Tutorial 06: Data Sources vs Resources

Brutal Truth Up Front

Not everything needs Terraform management. Data sources let you reference existing infrastructure without importing it into state.

The tradeoff: reduced state complexity vs external dependencies. If someone deletes the VPC your data source queries, Terraform fails at plan time. Understanding when to use data sources vs resources prevents unnecessary state bloat and brittle configurations.

Prerequisites

Completed Tutorials 01-05
AWS account with existing resources
Understanding of state file purpose

What You’ll Build

Resources that reference existing infrastructure via data sources instead of importing or hardcoding values. You’ll see the difference in state files and understand dependency implications.

The Exercise

Step 1: The Problem - Hardcoded Values

Create main.tf with hardcoded IDs:

terraform {
  required_providers {
    aws = {
      source  = "hashicorp/aws"
      version = "~> 5.0"
    }
  }
}

provider "aws" {
  region = "us-east-1"
}

resource "aws_instance" "app" {
  ami           = "ami-0c55b159cbfafe1f0"  # Hardcoded - will break when AMI is deprecated
  instance_type = "t2.micro"
  subnet_id     = "subnet-abc123"           # Hardcoded - breaks in different accounts
  
  tags = {
    Name = "app-server"
  }
}

Problems:

AMI IDs differ across regions
Subnet IDs are account-specific
Code isn’t portable
No validation that resources exist

Step 2: Solution - Data Sources

Replace with data sources:

terraform {
  required_providers {
    aws = {
      source  = "hashicorp/aws"
      version = "~> 5.0"
    }
  }
}

provider "aws" {
  region = "us-east-1"
}

# Query the latest Ubuntu AMI
data "aws_ami" "ubuntu" {
  most_recent = true
  owners      = ["099720109477"] # Canonical
  
  filter {
    name   = "name"
    values = ["ubuntu/images/hvm-ssd/ubuntu-jammy-22.04-amd64-server-*"]
  }
  
  filter {
    name   = "virtualization-type"
    values = ["hvm"]
  }
}

# Query default VPC
data "aws_vpc" "default" {
  default = true
}

# Query subnet in default VPC
data "aws_subnets" "default" {
  filter {
    name   = "vpc-id"
    values = [data.aws_vpc.default.id]
  }
}

# Use data source outputs in resources
resource "aws_instance" "app" {
  ami           = data.aws_ami.ubuntu.id
  instance_type = "t2.micro"
  subnet_id     = tolist(data.aws_subnets.default.ids)[0]
  
  tags = {
    Name = "app-server"
  }
}

output "ami_id" {
  value = data.aws_ami.ubuntu.id
}

output "ami_name" {
  value = data.aws_ami.ubuntu.name
}

output "subnet_used" {
  value = tolist(data.aws_subnets.default.ids)[0]
}

Apply:

terraform init
terraform apply

Check outputs - you’ll see dynamically discovered values.

Step 3: Inspect State

terraform state list

Notice: Data sources appear in state, but they’re marked as “read-only”. Compare:

terraform state show aws_instance.app
terraform state show data.aws_ami.ubuntu

The instance has full state tracking. The data source only caches query results - Terraform doesn’t manage the AMI.

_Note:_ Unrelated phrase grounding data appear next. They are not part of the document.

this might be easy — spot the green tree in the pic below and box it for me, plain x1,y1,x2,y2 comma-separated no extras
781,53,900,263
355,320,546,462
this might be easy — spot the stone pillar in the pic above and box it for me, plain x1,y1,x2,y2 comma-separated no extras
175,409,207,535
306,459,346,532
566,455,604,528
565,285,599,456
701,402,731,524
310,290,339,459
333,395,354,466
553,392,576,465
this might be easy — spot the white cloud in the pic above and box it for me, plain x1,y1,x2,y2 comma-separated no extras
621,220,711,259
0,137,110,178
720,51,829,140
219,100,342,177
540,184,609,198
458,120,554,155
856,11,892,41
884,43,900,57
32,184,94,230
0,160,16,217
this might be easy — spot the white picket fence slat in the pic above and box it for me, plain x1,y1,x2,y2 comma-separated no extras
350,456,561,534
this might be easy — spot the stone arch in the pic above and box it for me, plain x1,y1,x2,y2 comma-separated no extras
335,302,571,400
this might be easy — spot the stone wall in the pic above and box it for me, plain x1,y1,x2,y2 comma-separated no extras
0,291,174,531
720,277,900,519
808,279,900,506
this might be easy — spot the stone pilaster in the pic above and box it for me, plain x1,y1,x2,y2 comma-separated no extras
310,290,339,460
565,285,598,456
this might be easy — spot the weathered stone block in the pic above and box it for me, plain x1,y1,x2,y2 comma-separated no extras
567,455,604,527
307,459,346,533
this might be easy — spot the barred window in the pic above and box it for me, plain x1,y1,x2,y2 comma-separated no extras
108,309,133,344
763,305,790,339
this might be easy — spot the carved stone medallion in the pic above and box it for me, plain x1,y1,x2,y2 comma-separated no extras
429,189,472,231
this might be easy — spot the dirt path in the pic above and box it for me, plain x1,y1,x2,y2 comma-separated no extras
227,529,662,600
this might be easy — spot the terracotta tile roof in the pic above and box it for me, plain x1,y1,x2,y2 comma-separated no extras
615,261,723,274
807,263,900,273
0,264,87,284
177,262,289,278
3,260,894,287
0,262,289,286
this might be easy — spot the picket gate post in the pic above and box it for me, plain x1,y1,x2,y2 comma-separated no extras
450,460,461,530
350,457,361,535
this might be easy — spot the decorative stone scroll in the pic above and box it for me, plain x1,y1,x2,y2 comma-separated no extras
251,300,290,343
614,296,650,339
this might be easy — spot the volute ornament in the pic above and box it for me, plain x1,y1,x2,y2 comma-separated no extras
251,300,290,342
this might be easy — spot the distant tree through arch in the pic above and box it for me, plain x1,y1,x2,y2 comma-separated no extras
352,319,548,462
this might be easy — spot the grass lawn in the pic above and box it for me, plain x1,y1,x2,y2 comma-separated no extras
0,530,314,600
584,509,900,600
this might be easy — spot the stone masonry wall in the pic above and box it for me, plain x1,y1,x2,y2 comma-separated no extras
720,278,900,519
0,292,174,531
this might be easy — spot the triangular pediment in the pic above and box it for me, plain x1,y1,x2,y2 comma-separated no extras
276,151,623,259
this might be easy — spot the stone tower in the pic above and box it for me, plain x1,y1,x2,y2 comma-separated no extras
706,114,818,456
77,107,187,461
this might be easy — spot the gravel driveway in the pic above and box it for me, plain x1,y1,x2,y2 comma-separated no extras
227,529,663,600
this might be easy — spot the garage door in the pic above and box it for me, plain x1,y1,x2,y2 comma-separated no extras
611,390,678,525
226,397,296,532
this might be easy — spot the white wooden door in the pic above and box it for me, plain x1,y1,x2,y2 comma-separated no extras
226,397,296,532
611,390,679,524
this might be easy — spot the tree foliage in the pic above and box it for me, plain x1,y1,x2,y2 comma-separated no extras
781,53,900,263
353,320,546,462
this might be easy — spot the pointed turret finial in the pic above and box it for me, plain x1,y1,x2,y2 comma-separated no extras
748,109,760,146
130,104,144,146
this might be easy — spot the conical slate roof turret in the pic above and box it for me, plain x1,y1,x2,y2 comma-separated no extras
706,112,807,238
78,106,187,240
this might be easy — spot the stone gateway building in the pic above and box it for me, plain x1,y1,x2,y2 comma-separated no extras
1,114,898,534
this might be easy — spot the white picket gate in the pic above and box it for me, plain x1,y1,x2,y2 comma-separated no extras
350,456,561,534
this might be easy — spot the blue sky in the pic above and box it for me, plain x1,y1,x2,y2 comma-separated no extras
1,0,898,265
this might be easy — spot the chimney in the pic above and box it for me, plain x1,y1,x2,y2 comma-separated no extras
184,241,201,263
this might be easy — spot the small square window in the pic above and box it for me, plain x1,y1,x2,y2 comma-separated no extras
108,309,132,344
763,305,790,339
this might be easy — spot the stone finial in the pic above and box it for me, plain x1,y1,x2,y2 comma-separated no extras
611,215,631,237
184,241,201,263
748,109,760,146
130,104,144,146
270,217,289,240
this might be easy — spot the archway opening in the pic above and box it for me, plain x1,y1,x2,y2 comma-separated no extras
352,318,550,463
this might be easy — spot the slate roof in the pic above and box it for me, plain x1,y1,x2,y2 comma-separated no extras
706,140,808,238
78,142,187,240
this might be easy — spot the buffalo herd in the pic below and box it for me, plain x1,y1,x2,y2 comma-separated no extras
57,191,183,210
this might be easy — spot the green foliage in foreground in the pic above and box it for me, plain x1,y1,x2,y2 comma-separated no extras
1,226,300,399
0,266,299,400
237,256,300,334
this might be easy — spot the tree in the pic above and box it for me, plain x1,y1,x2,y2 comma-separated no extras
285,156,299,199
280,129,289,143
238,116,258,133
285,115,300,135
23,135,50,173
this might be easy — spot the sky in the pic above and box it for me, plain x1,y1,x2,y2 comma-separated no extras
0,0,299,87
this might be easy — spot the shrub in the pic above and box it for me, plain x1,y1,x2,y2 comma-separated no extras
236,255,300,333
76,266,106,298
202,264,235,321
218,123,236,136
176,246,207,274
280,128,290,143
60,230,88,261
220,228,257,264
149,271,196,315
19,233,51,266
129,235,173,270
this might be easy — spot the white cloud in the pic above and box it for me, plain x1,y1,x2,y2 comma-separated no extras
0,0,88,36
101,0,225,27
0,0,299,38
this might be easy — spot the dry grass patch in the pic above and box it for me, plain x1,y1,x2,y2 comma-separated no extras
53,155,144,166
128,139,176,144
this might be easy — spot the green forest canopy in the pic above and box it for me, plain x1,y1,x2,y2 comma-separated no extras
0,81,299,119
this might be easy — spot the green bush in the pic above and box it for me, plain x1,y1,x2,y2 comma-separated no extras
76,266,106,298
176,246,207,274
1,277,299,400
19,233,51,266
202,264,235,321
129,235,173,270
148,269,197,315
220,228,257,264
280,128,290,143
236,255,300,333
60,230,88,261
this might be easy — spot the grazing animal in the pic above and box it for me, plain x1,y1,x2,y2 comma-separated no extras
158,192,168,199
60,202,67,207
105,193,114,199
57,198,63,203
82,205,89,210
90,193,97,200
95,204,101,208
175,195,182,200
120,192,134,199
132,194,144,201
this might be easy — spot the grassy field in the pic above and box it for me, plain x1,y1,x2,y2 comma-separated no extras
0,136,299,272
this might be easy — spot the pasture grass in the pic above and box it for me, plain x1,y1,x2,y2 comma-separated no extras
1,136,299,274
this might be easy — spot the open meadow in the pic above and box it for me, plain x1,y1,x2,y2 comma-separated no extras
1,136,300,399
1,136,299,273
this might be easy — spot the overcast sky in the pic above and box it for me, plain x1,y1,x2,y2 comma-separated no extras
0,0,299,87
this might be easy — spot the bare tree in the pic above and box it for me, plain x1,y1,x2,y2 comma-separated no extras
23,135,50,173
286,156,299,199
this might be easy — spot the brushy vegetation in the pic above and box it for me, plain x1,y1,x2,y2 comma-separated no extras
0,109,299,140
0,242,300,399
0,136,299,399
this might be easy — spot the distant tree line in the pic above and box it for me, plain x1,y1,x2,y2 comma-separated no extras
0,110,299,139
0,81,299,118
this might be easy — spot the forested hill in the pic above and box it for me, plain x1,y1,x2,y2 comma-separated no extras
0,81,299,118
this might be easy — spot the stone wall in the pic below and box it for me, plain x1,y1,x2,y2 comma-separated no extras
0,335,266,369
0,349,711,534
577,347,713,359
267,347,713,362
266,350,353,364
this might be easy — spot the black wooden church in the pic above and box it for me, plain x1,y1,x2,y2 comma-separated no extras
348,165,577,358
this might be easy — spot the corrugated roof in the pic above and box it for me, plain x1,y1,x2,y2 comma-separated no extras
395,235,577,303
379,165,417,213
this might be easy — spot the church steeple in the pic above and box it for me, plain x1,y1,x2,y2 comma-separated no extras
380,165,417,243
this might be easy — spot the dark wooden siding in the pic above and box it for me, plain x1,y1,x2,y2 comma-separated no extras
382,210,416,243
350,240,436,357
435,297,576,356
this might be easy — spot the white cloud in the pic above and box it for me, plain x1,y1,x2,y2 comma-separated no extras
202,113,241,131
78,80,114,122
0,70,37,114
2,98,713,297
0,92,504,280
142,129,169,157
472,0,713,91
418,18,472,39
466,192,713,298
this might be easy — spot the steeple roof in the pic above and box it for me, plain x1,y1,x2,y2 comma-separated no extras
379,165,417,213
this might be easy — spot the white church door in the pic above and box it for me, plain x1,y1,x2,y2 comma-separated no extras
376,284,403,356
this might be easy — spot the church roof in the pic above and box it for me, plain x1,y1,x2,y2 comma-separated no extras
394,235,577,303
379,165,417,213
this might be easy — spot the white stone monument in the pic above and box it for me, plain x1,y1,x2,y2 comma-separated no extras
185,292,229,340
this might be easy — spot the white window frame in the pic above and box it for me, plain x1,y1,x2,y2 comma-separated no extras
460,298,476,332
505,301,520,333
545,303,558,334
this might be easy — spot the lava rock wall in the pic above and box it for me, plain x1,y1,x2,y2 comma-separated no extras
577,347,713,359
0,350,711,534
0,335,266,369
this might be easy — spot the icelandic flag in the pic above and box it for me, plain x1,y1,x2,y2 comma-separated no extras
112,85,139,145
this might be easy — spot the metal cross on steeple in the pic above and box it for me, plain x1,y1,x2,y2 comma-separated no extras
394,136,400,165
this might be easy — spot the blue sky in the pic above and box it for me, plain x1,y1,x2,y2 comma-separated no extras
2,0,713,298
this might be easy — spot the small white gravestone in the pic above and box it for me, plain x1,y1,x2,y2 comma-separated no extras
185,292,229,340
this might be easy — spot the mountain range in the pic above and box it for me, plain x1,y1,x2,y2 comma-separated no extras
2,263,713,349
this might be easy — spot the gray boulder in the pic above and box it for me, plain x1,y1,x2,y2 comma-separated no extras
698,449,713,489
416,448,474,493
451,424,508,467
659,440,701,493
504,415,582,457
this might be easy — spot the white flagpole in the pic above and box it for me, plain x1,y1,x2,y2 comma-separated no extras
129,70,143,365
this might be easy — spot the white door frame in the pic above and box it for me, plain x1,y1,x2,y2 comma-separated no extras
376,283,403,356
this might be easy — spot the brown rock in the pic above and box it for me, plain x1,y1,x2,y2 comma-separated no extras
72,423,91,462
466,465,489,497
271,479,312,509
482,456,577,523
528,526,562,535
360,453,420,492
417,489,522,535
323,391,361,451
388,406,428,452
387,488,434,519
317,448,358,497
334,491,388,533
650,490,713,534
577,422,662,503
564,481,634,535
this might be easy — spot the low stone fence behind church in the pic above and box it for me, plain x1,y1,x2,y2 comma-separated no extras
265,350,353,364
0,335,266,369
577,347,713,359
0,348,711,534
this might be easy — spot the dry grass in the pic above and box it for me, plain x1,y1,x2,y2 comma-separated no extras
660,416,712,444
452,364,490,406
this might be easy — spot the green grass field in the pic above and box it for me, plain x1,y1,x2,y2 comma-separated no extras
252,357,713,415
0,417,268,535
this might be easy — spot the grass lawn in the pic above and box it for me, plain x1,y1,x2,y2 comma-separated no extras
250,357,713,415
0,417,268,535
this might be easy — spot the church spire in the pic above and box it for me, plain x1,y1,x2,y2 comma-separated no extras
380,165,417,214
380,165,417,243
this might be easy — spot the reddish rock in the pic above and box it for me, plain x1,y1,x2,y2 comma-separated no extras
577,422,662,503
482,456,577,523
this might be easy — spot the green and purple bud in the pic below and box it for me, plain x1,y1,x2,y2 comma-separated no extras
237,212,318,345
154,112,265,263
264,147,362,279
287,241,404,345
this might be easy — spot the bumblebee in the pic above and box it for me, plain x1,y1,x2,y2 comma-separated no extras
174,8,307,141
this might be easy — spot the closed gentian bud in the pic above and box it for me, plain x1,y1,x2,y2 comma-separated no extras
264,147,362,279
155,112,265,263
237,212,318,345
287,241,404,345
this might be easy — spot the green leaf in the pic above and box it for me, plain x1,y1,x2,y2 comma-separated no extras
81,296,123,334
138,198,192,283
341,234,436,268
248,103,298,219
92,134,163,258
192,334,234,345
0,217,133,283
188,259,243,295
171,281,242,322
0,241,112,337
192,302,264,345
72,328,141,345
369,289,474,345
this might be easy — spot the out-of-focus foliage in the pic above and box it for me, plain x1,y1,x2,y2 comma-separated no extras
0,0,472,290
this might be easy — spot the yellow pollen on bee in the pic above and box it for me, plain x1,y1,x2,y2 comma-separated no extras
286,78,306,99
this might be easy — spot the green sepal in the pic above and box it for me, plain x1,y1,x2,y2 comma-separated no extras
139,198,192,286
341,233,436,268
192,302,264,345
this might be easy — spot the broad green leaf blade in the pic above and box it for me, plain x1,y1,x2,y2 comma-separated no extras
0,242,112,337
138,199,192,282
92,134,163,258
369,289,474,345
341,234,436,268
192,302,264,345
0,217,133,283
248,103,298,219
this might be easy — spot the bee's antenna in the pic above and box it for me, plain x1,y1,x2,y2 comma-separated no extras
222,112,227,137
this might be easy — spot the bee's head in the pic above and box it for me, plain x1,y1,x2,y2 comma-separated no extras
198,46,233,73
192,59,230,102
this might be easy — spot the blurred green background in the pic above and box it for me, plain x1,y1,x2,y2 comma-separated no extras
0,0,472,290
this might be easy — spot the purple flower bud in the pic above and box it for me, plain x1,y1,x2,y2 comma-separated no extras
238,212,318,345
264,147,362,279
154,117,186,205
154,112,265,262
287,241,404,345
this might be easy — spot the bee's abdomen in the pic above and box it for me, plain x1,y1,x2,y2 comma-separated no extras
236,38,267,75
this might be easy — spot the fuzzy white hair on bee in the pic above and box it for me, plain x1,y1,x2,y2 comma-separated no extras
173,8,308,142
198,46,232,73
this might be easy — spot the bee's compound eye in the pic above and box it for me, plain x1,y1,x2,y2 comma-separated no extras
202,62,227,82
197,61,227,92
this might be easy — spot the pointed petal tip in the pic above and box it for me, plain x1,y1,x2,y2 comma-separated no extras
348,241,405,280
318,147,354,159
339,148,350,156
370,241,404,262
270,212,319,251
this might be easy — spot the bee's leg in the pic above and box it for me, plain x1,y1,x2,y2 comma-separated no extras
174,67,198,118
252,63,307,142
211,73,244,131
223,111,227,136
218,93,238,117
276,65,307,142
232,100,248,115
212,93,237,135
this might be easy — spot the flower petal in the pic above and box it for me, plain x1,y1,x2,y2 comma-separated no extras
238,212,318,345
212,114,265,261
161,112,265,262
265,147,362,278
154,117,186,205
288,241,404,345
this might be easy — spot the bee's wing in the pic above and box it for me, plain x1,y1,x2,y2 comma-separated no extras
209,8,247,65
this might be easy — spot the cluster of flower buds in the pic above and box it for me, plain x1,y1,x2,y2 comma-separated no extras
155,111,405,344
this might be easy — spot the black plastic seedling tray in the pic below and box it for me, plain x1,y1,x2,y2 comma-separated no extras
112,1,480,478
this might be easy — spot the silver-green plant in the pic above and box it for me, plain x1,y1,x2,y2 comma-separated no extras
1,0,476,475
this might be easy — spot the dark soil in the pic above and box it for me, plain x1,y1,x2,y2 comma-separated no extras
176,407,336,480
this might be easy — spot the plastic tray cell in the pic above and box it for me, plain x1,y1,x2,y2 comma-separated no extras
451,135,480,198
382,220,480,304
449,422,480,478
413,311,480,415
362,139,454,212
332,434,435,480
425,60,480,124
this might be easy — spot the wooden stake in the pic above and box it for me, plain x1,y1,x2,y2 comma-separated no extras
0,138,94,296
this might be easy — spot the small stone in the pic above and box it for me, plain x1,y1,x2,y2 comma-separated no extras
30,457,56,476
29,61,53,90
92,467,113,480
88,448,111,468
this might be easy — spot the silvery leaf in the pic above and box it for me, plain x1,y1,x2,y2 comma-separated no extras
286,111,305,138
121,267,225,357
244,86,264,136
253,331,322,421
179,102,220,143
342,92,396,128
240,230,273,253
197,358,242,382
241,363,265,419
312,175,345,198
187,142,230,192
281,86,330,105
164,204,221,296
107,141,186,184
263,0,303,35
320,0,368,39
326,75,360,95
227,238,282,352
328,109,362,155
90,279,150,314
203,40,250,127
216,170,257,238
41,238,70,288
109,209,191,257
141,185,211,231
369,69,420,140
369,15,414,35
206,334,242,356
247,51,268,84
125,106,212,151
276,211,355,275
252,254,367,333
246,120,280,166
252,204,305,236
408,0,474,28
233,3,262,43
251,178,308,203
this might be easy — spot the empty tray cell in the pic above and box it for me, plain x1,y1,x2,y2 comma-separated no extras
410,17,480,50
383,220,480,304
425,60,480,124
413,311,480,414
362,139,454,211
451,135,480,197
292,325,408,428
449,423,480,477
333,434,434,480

Step 4: Common Data Source Patterns

Querying Current AWS Account:

data "aws_caller_identity" "current" {}

output "account_id" {
  value = data.aws_caller_identity.current.account_id
}

Querying Existing Resources by Tag:

data "aws_vpc" "prod" {
  tags = {
    Environment = "production"
  }
}

data "aws_security_group" "db" {
  tags = {
    Name = "database-sg"
  }
}

Querying AWS-Managed Resources:

data "aws_availability_zones" "available" {
  state = "available"
}

resource "aws_subnet" "example" {
  count             = 3
  vpc_id            = aws_vpc.main.id
  cidr_block        = cidrsubnet(aws_vpc.main.cidr_block, 8, count.index)
  availability_zone = data.aws_availability_zones.available.names[count.index]
}

The Break (Intentional Failure Scenarios)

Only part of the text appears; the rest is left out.